現場視点でアプリを開発すればみんながハッピーになれると再チャレンジ

 今井氏も、システム部門の視点で開発と浸透を進めようとしていたことの間違いに気づく。

「私たちはアプリを作る側なので、kintoneのよさや可能性を実感することができた。しかし、大多数の社員は、開発の過程を知らない。むしろ、kintoneに直接関わらない部門の人に対する丁寧な説明やフォローが必要だということがわかった。急がば回れということで、もう一度現場へのアプローチをやり直した」

現場の声を聞いてからアプリを作る

 こうして今井氏と田淵氏らは、kintoneの活性化に向けて再スタートを切った。

 田淵氏は、独りよがりの開発で失敗した反省を踏まえ、現場の声を拾い上げることから始めた。「複数の拠点ごとの事情もある。効率よく意見が集まるように、各拠点の代表者によるチームを作り、毎週のミーティングで意見を集約した。また、アプリの試作品に本物のデータを使い、リアリティも重視した。要望はすぐに反映し、kintoneのよさを体験してもらえるように努めた」

 このような工夫によって、現場のワクワク感、自分たちが参加して作り上げている一体感を高めていくことに成功した。それでも、今までの仕事のやり方を変えることに不安を感じる人もいる。そこで「こんなときどうする?」と題した説明会の実施、動画マニュアルの作成にも力を入れた。
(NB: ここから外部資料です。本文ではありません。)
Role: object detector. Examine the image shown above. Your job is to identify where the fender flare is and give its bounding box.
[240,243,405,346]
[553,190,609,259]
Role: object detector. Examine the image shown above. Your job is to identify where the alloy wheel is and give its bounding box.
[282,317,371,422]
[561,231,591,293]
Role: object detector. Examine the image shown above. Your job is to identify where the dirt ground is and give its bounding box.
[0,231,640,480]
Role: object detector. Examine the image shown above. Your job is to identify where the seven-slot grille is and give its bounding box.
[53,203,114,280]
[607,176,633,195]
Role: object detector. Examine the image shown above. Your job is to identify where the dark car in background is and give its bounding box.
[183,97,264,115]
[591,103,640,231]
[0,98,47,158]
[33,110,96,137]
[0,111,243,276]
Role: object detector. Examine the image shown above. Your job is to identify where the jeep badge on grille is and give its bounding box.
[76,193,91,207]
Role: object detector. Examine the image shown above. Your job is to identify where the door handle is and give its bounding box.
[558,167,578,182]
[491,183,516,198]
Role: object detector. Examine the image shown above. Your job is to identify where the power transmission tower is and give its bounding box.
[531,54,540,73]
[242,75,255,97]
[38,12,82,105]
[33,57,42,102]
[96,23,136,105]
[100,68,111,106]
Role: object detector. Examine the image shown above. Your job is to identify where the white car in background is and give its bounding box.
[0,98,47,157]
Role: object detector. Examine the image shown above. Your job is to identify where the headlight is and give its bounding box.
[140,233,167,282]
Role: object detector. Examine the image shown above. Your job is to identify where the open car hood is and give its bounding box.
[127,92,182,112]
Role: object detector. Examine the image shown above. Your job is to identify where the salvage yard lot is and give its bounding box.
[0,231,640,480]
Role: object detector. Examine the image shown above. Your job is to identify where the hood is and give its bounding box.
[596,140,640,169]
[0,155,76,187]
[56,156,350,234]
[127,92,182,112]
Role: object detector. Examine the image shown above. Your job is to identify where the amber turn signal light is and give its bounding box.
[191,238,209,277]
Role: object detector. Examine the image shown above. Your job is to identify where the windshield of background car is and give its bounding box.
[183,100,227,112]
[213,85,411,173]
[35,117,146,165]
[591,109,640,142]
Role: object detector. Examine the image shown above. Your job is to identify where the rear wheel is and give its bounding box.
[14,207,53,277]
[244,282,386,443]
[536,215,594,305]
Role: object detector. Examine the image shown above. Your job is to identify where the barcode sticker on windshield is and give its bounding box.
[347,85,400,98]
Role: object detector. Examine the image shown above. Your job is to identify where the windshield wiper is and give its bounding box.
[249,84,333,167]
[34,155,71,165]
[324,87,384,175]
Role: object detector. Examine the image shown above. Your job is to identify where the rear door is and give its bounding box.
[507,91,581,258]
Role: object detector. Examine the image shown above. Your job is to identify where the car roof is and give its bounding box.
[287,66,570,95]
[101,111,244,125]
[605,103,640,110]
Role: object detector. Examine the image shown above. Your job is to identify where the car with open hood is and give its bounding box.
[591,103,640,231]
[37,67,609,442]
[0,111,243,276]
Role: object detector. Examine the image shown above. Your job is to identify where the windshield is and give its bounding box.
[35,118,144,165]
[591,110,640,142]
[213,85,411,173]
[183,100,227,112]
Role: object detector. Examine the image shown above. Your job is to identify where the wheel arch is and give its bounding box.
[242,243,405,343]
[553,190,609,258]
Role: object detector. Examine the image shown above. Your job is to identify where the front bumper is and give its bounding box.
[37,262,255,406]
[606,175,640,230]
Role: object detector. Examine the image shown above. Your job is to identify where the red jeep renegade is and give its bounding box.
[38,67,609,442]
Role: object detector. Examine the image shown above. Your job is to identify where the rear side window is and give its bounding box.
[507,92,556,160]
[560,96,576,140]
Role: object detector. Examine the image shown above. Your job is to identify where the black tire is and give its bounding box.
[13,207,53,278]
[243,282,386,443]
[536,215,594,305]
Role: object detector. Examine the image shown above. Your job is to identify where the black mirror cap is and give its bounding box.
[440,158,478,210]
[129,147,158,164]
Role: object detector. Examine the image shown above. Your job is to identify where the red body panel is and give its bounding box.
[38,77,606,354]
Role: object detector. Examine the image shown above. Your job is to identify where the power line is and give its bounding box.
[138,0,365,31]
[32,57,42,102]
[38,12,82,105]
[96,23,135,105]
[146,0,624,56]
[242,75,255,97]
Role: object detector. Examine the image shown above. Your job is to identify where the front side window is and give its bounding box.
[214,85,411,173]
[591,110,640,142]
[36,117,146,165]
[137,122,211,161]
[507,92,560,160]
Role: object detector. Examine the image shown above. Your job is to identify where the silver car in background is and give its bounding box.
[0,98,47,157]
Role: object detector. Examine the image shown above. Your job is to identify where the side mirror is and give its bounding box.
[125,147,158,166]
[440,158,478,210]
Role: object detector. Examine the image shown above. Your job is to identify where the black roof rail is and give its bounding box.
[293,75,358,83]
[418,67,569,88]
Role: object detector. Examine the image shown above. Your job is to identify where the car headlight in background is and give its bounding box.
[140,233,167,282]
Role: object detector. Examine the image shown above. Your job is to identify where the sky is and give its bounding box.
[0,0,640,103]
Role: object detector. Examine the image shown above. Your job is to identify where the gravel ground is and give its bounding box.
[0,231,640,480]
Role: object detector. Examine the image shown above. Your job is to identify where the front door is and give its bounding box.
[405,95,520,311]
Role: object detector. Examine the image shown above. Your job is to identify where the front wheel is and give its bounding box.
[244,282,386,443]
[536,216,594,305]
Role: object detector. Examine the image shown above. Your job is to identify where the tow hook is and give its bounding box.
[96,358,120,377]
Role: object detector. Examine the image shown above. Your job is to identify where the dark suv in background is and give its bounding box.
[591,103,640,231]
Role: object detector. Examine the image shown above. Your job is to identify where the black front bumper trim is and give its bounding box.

 同時に、部署を統括する上司の理解も促した。「私のような、現場で情報をとりまとめる人が楽をするだけと思われないように、アプリが部署全体の業務の質を向上することを伝えるようにした」(田淵氏)

 現場部門を支えるシステム部門の存在も重要だと、今井氏は話す。「私たちの役割は、業務部門がシステム化にあたって見落としそうなところを見つけ、アドバイスすることに尽きる。現場の話を聞き、最初のデモアプリを作って渡すことで、現場に最初の一歩を踏み出してもらった」

 田淵氏も、「デモアプリを見たとき、形にできずもやもやしていたことが、実際にできることがわかり、ワクワクした」と語る。

 ただし、システム部門は現場に対し、デモアプリをそのまま使うのではなく、現場で一度真似して最初から作ってもらうように促した。そうすることで、業務部門がアプリの狙いや実装方法を学ぶことができ、スキルアップにつながると考えたからだ。田淵氏は「最初は厳しいと思ったが、自分たちで作ったことが理解を大いに深めた」と振り返る。
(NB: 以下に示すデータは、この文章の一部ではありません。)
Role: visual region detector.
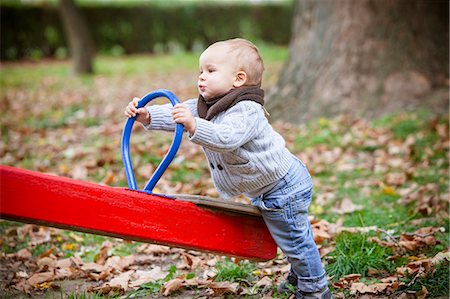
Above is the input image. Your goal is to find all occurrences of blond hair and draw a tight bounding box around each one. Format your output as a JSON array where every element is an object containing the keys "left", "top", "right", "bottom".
[{"left": 208, "top": 38, "right": 264, "bottom": 85}]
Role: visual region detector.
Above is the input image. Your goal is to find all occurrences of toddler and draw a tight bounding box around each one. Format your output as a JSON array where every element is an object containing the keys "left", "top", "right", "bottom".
[{"left": 125, "top": 38, "right": 333, "bottom": 299}]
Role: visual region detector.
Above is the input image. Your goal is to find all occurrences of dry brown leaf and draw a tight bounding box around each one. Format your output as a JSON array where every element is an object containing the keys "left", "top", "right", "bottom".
[
  {"left": 27, "top": 271, "right": 55, "bottom": 286},
  {"left": 105, "top": 255, "right": 134, "bottom": 272},
  {"left": 81, "top": 262, "right": 108, "bottom": 273},
  {"left": 208, "top": 281, "right": 239, "bottom": 296},
  {"left": 107, "top": 270, "right": 134, "bottom": 292},
  {"left": 16, "top": 248, "right": 32, "bottom": 260},
  {"left": 161, "top": 278, "right": 185, "bottom": 296},
  {"left": 385, "top": 173, "right": 406, "bottom": 186},
  {"left": 131, "top": 266, "right": 167, "bottom": 287},
  {"left": 255, "top": 276, "right": 272, "bottom": 288}
]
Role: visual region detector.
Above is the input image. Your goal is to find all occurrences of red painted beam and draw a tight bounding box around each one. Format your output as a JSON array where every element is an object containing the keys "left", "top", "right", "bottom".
[{"left": 0, "top": 165, "right": 276, "bottom": 260}]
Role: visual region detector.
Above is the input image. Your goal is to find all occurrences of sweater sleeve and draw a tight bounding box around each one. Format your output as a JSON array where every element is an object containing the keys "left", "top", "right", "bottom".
[
  {"left": 144, "top": 99, "right": 198, "bottom": 131},
  {"left": 189, "top": 101, "right": 263, "bottom": 152}
]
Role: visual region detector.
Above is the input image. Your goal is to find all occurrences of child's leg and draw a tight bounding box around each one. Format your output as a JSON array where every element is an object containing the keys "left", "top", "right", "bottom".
[{"left": 253, "top": 161, "right": 328, "bottom": 292}]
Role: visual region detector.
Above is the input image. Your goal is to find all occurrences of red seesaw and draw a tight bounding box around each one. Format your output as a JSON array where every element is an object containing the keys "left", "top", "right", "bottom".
[{"left": 0, "top": 90, "right": 277, "bottom": 260}]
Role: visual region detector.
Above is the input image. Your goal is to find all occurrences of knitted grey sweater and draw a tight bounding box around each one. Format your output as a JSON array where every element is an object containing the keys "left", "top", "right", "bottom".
[{"left": 145, "top": 99, "right": 293, "bottom": 199}]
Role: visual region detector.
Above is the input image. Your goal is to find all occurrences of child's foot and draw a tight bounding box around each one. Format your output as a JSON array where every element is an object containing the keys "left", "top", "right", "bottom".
[
  {"left": 295, "top": 288, "right": 333, "bottom": 299},
  {"left": 278, "top": 271, "right": 298, "bottom": 293}
]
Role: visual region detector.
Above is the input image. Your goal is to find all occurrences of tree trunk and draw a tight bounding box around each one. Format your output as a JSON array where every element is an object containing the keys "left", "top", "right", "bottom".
[
  {"left": 268, "top": 0, "right": 449, "bottom": 123},
  {"left": 59, "top": 0, "right": 95, "bottom": 74}
]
 こうした再チャレンジのアプローチを経て、kintoneは建設技術部をはじめとする業務部門で徐々に使われるようになった。

現場の声を拾い上げてアプリを作り、説明会なども実施して徐々に使われるように

 今井氏は、kintoneが定着してからも業務部門の支援を続けている。ポイントは、継続できる仕組みかどうかを俯瞰したアドバイスだという。「特に重要なのはカスタマイズについての考え方。メンテナンス性を考慮して、現場の開発者にはどうしても必要な場合に限ってカスタマイズをすべきだと話した」

ついにアプリが現場の業務にフィットした!

 でき上がった建設技術部のアプリは、次のような機能を搭載している。

「案件管理アプリ」は、工事案件の管理という部門の重要な業務をアプリ化した。従来のExcelと同じ形式で案件を入力すると、そのまま管理画面に反映され、必要に応じてPDF化して出力できる。カスタマインを使ったタブ分けや、グラフで見せるkrewダッシュボードも作り、業務分析ができる環境も用意した。「アプリの機能説明は、文字にすると長くなりがちだが、画像を多く入れることでぱっと見てわかるようにした」(田淵氏)
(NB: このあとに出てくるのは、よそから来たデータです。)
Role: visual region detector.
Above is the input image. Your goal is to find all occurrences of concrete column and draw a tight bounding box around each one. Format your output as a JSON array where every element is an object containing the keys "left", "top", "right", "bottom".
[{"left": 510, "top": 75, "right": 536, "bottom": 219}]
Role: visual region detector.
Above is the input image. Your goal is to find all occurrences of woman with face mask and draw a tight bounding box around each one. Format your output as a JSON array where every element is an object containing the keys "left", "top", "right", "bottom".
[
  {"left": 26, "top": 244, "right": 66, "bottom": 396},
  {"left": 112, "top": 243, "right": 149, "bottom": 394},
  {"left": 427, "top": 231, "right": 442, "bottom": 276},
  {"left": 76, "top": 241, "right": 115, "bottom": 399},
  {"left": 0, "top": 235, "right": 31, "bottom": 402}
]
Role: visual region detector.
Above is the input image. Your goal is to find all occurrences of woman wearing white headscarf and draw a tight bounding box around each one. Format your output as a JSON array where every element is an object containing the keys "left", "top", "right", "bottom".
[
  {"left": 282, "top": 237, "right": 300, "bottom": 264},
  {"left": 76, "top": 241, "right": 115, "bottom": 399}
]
 案件管理アプリによって、現場業務の改善に大きな効果が出た。

 次に建設技術部が取り組んだのが、工場の情報共有向けアプリの開発だ。工場内で発生した不具合を、工場、建設技術部、施工者の3者で共有することを狙った。「工場には社員だけでなく、外部の協力会社の社員も働いている。その人たちにも使ってもらえる仕組みにしたいと思い、IT企画部に相談した」(田淵氏)

 相談を受けた今井氏は、kintoneの連携サービスを使い、システムを作ればいいのではと提案した。「ただし、私たちはシステムの構成を教えただけで、そこからの開発は建設技術部がほぼ自力で進めていった」(今井氏)。すでに業務部門による開発の内製化は、軌道に乗っていた。

社内のさまざまな部署から「使いたい」の声が挙がる

 ここで、物語は「めでたし、めでたし(終わり)」となるかと思いきや、さらに続きがあった。建設技術部のアプリを見た社内の他の部門が、自分たちも使いたいと続々と声を挙げたのだ。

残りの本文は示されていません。